The Doctrine of Scripture

Scripture should shape and define every issue in our lives, and the role of the Holy Spirit is no different. When it comes to the charismatic movement, the doctrine of Scripture and the authority of the Word have been hotly contested. Popular charismatic and word-of-faith preachers have often been accused of superseding the authority of the Word through prophesying, claiming new inspiration, or bringing new meanings out of isolated verses. As with anything else, this has been accurate in many cases and a misunderstanding in others. Sorting through the way our doctrine affects our practice will require keeping Scripture as the first and final authority.

The Meaning of Prophecy

One of the most difficult issues we’ll deal with is the nature of prophecy. Is it possible to prophesy today? Are NT prophets fallible? What is the relationship between prophesying and predicting the future? The strongest arguments on the cessationist side concern the fallibility of prophecy. Starting next week, we’ll see why many cessationists believe this is the core issue in this debate. On the other hand, we’ll read several resources that view prophecy as the highest and most important of all the gifts.
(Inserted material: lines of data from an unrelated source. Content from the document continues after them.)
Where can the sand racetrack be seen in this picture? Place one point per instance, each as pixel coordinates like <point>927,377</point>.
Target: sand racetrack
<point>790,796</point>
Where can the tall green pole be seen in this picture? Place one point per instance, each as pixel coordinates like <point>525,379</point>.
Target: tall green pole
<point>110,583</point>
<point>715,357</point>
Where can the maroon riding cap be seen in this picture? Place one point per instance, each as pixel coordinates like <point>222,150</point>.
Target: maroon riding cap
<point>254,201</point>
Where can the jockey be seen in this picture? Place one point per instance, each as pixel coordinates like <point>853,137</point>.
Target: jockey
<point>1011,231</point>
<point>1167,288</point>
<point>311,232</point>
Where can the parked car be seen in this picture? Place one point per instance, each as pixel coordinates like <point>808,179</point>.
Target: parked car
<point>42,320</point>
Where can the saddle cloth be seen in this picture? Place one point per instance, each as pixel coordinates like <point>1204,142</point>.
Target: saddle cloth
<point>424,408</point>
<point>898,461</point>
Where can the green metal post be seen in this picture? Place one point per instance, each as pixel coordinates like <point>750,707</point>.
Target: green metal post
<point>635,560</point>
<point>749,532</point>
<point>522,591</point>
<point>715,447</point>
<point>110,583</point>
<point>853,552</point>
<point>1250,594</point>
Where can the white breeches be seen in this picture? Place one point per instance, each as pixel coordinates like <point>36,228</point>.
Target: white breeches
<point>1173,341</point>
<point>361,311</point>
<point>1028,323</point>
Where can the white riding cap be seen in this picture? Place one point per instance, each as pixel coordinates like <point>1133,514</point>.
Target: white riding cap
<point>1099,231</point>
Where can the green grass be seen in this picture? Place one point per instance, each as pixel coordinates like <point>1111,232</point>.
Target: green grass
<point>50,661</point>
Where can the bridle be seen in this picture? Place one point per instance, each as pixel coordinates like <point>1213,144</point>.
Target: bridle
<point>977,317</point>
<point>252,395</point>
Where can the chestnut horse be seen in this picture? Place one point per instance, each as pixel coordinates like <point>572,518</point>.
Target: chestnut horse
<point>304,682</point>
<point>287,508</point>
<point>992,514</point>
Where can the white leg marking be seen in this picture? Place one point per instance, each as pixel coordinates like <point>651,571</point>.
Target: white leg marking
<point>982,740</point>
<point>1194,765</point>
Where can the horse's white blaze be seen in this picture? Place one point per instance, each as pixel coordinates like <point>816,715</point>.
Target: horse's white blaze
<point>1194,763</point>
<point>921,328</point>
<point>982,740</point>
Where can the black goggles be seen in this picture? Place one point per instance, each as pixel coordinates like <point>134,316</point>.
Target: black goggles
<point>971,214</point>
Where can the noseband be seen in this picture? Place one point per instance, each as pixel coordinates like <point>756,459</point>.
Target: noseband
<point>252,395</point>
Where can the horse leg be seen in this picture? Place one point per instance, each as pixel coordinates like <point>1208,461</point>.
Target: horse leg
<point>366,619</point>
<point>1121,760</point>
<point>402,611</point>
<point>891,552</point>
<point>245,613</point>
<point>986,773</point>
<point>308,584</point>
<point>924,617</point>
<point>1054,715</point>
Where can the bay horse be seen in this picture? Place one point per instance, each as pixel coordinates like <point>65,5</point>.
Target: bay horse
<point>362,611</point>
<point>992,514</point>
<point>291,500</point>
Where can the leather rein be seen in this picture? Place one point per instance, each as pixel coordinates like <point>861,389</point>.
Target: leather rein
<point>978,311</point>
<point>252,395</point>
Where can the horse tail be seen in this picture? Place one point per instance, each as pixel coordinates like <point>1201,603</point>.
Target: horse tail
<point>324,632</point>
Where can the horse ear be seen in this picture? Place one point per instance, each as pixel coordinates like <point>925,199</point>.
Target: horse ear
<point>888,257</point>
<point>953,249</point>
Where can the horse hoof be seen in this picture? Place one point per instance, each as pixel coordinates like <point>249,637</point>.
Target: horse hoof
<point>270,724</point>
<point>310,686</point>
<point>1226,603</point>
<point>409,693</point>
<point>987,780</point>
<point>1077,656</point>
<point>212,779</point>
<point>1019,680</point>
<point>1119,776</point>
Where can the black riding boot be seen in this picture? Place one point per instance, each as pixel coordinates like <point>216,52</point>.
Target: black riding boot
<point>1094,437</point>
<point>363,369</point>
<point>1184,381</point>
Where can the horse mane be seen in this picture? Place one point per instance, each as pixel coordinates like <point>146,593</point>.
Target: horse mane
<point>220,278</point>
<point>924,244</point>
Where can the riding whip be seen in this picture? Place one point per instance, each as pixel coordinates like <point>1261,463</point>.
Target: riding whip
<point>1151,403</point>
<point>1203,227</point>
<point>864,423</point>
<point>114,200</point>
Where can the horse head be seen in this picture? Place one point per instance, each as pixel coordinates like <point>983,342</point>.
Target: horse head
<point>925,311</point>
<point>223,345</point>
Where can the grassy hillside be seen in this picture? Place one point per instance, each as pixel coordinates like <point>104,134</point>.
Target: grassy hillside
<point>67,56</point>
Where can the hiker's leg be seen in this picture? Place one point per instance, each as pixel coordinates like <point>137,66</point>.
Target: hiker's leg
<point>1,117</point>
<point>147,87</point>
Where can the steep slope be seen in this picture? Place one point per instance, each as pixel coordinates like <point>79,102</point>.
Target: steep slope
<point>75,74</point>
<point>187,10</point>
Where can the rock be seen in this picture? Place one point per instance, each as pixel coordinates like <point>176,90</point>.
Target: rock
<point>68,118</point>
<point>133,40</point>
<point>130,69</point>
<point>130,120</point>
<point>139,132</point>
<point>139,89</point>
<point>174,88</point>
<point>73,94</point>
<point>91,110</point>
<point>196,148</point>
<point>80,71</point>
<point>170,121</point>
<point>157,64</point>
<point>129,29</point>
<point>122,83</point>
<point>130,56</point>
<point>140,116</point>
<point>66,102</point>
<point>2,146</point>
Prophecy truly is the watershed moment when it comes to the spiritual gifts.

The Nature of Tongues

The most common gift associated with the charismatic movement is speaking in tongues. Some have even gone as far as saying tongues is a necessary sign for every believer. Among the different groups, the nature of speaking in tongues is anything but settled. First, what is speaking in tongues? Is it speaking in one language and being heard by the audience in their native language? Is it the ability to speak a new language that you did not previously know? Is it speaking in a nonsensical language and having it translated to others? Is it a private ecstatic prayer language? This is just the tip of the iceberg with speaking in tongues. There is more biblical discussion about the gift of tongues than any of the others because of Paul’s discussion in 1 Corinthians 12-14. It’s also interesting that Paul doesn’t discuss it anywhere else. Tongues will prove to be one of the most contentious topics in this entire discussion.

This is not comprehensive, but hopefully it’s enough to get us started thinking. Take some time this week to read through the key passages; 1 Corinthians 12-14, Ephesians 4, and Acts 2-4 and 21. If you have resources that have been helpful to you, feel free to post them in the comments.